Updated: Mar 30, 2023

– additional conversations with your doctor

Written By Keith Littlewood


When I completed my master’s degree in endocrinology I put some effort into demonstrating the pitfalls of evaluating thyroid function via thyroid stimulating hormone and the thyroid hormones. It was useful to show how the somewhat crude but helpful variables of body temperature (Tb) and heart rate (Hr) can indicate a low metabolic state. It got me thinking about all the other useful potential markers of metabolic decline associated with hypothyroidism or a functionally hypothyroid state that a person could request to back up the suggestions of low thyroid function. First, it’s useful to clarify where an individual is at with aspects of Tb and Hr. I had a client who came back to me extremely annoyed because her doctor had laughed at her using a thermometer to establish metabolic function, yet the end result was that she was put on thyroid hormone. Understanding whether you as an individual or your client is in a sympathetic, compensatory state is essential to determining compensated versus actual Tb and Hr. In a compensatory state of low thyroid availability, assimilation or utilisation the body will increase adrenaline, noradrenaline and cortisol as a temporary response to maintain homeostasis (Peat,1999) (Fommei & Iervasi, 2002). If you’re eating well, consuming little anti-metabolic foods and eating on a regular basis this may not be the case and a functionally hypothyroid state can probably be ruled out.

However long term subclinical or undetectable hypothyroidism will often go through a compensatory stage recruiting sympathetic hormones to maintain function. As thyroid hormone permeates every level of function, it’s useful to consider some of the systemic mechanisms that thyroid affects so that single use medications can be avoided.

  • Blood glucose – increased then decreased in hypothyroidism

  • Blood pressure – decreased then increased in hypothyroidism

  • Cholesterol values – increased in hypothyroidism

  • Energy production – decreased in hypothyroidism

  • Digestion – decreased function then after chronic damage increased evacuation

  • Fertility – decreased in hypothyroidism

  • Heart rate – decreased in hypothyroidism but dependent on compensation

  • Ovulation – decreased in hypothyroidism

  • Tendon reflexes – decreased in hypothyroidism

  • Systemic diseases tend to not spring up in isolation. Acquired inheritance, phenotype expressions, environmental stimulus and nutrition are just some of the factors that allow different losses of function to appear first, it’s never a neat and tidy ordered response with disorder. For some it might be blood pressure, in other cholesterol elevation or digestive disturbances.

  • Albumin – Albumin Is a major blood protein that’s responsible for 80% of the colloid osmotic pressure between blood and tissue fluids and can also transport thyroid hormones. During states of hypothyroidism albumin metabolism is reduced an may often present with hyperalbuminemia. Hypothyroidism and combinations of excess estrogens often induce vascular leakage of albumin and this can also show up in an individual’s urine.

  • Bicarbonate – Typically hypothyroid people can hyperventilate which increases the wastage of carbon dioxide.
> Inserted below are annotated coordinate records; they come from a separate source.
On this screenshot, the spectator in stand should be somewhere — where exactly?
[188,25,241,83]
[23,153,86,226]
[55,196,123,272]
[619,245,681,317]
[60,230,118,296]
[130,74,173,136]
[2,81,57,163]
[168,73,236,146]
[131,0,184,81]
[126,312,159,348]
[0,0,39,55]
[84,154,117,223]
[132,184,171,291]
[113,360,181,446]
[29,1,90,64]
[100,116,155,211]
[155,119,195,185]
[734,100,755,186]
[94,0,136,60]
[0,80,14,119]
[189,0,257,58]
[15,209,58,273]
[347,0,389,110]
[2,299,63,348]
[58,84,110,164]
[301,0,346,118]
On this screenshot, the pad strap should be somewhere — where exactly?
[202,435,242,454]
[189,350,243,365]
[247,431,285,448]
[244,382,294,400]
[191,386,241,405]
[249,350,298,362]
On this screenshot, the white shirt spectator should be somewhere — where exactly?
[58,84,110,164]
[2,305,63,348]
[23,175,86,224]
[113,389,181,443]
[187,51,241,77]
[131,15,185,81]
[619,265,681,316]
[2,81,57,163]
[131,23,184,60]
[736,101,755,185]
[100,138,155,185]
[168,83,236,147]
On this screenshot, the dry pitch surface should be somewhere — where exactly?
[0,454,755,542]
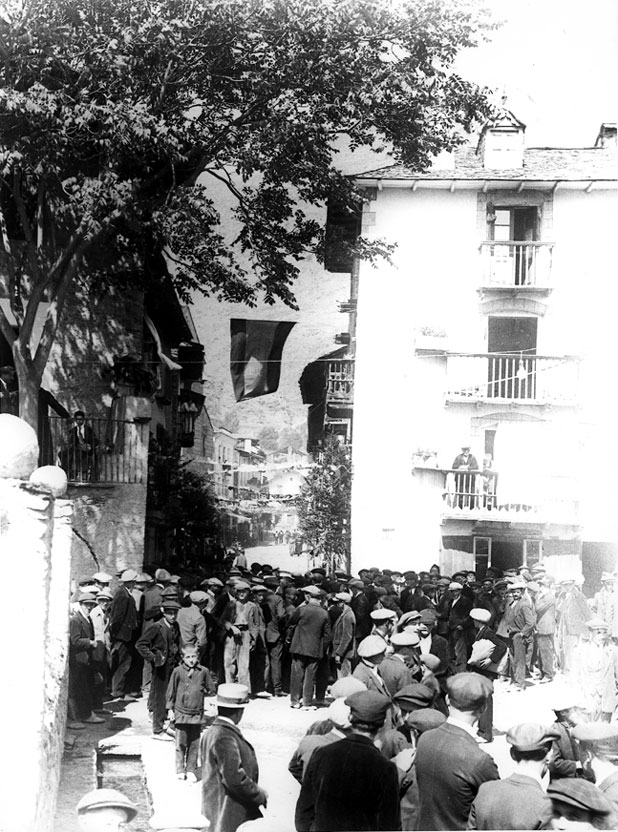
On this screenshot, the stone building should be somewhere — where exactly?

Bicarbonate is the alkaline ion that is converted via carbonic anhydrase to CO2 when regulating cellular pH levels .To acidic and carbon dioxide is expelled from the body, if chronic the base ion bicarbonate is converted and lost and therefore low levels of bicarbonate are a common finding of hyperventilation and a respiratory alkalosis can ensue to compensate for CO2 loss. From a blood pH perspective as carbon dioxide increases this facilitates the Bohr effect, increasing acidity and allowing respiratio to occur via release of oxygen from haemoglobin. As pH is restored to 7.4 or elevates beyond, an alkalosis can occur, decreasing respiration rate and attempts to retain CO2. It’s useful to think of the balance between bicarbonate and CO2 through evacuating functions. During vomiting hydrogen ions are lost and increased bicarbonate ratio. During diarrhoea bicarbonate ions are lost increasing hydrogen and acidosis.

  • Blood pressure – Hypothyroidism is well known to exert negative cardiometabolic effects that extend to decreased blood volume, increased mean arterial pressure MAP, increased ST segment of ECG (electrocardiogram) and arterial stiffness. Hypertension is usually diagnosed at 140/90 mm/HG A simple blood pressure measurement can be useful combined with any of the discussed markers.

  • Cholesterol – Broda Barnes presented the notion that elevated LDL cholesterol values were a classic sign of hypothyroidism (Barnes 1942), yet still many people are often prescribed statins due to poor evaluation of thyroid function. LDL receptors and liver regulation of cholesterol are reduced in hypothyroidism. The previous data on cholesterol values have shown vast differences on optimal LDL values and ranges these days are to suit financial criteria rather than lifesaving values. In neuro degenerative diseases those with higher cholesterol values generally have more positive outcomes than lower.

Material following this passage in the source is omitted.